The baby’s whimper became a wail and groans arose from all around as tired women tried not to wake up.

“Trail"—Cups laid a hand on her head and shook her gently—"think, would you? We need your hands in the pens tomorrow. I’ve got a promise of two bolts of whole cloth and three new pots if we get…”

Trail jerked her head away. “You’ve got the brains of an ox, Cups. The Skymen are here. They’re trying to win over King Silver.
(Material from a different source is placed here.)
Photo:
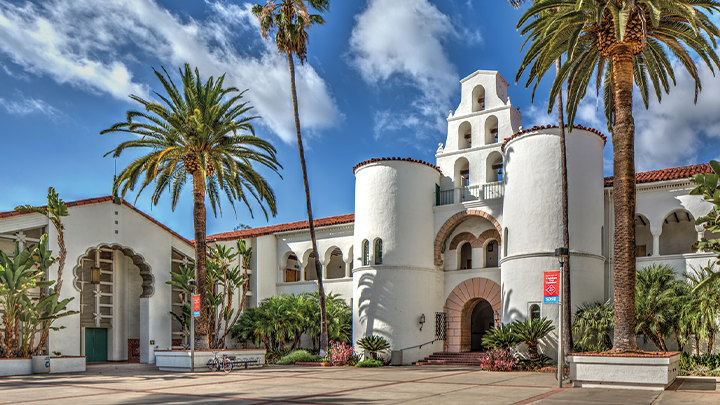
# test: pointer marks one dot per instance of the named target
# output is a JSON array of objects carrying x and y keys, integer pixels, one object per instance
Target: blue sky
[{"x": 380, "y": 79}]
The Nameless know why and we need to find out.”

“As if it’ll make a difference.” Cups gouged a fistful of dirt out of the ground and held it up for Trail. “As long as there’s mud we’ll be sitting in it"—she threw the lump down again—"be it owned by the Nameless, the Heretics, or the Skymen.”

“Haven’t you heard the story about how, after the Servant moved the Realm, the power-gifted started taking lives on their own authority, not the Nameless’s, so the Nameless Powers allowed the People to raise their hands against the Teachers for a time.”

“Trail,” said Cups severely, “if you’re going to teach the apocrypha, do it elsewhere.”

“What are you fools doing out there?” The fire’s orange light showed Branch in the River’s face poking out of the shadow. “Get back in here!” She brandished a leather tent flap.

Cups groaned. “If your sister had any proper feeling,” she whispered, “she never would have left her family where Branch could get her claws on them.”

Trail’s hand smashed across Cups’s cheek before she even knew what she was doing. “Unsay that, Empty Cups, or I’ll have your guts for breakfast!”

“And I’ll have yours, Broken Trail, if you don’t get back in here and quiet down!” hissed Branch.

Cups, holding her cheek and wrinkling her forehead, slunk back toward the tent. Reluctantly, Trail gathered her poncho hem around her and followed. She could feel Branch’s smug satisfaction like she could feel the wind whipping around her head.

Trail bowed her head and ducked back into the tent, shuffling on her hands and knees until she found a blanket corner that wasn’t snatched away when she tugged on it.

See what a good obedient girl I am, she thought as she rolled herself up in the threadbare fabric. I always do as I am told.

And I have been told to find my sister.

Memories of pain chased each other around Aria’s skull. The needles that drew the scars down the backs of her hands burned. Cobblestones dug into her knees as she groveled at the city gates. Her jaw ached from keeping her thoughts silent. Childbirth tore her in half.

Gradually, Aria became aware that the pain was more than memory. It burned in her deflated stomach, pounded in her head, throbbed in every joint. Old bile and metallic heat weighed down her tongue.

Other memories. The woman of the Skyman with her strange green eyes and skin that turned red under the light of day. “I’ve heard the apocrypha, too, you know. I know your family’s story. My people are looking for a way to take the Teachers down where they belong. You can help. For your help, you’ll lose those hand marks. All you’ve got to do is bring your stones over the World’s Wall and talk to my people.”

She is not Shameful Blood. I would know. I would know. Of all people I would know…

They led her up one of the dark canyons, to the threshold of a white building that looked like a gigantic mushroom squatting in the permanent night. The palest, hairiest man she had ever seen had walked up to her. She forced herself to hold her ground.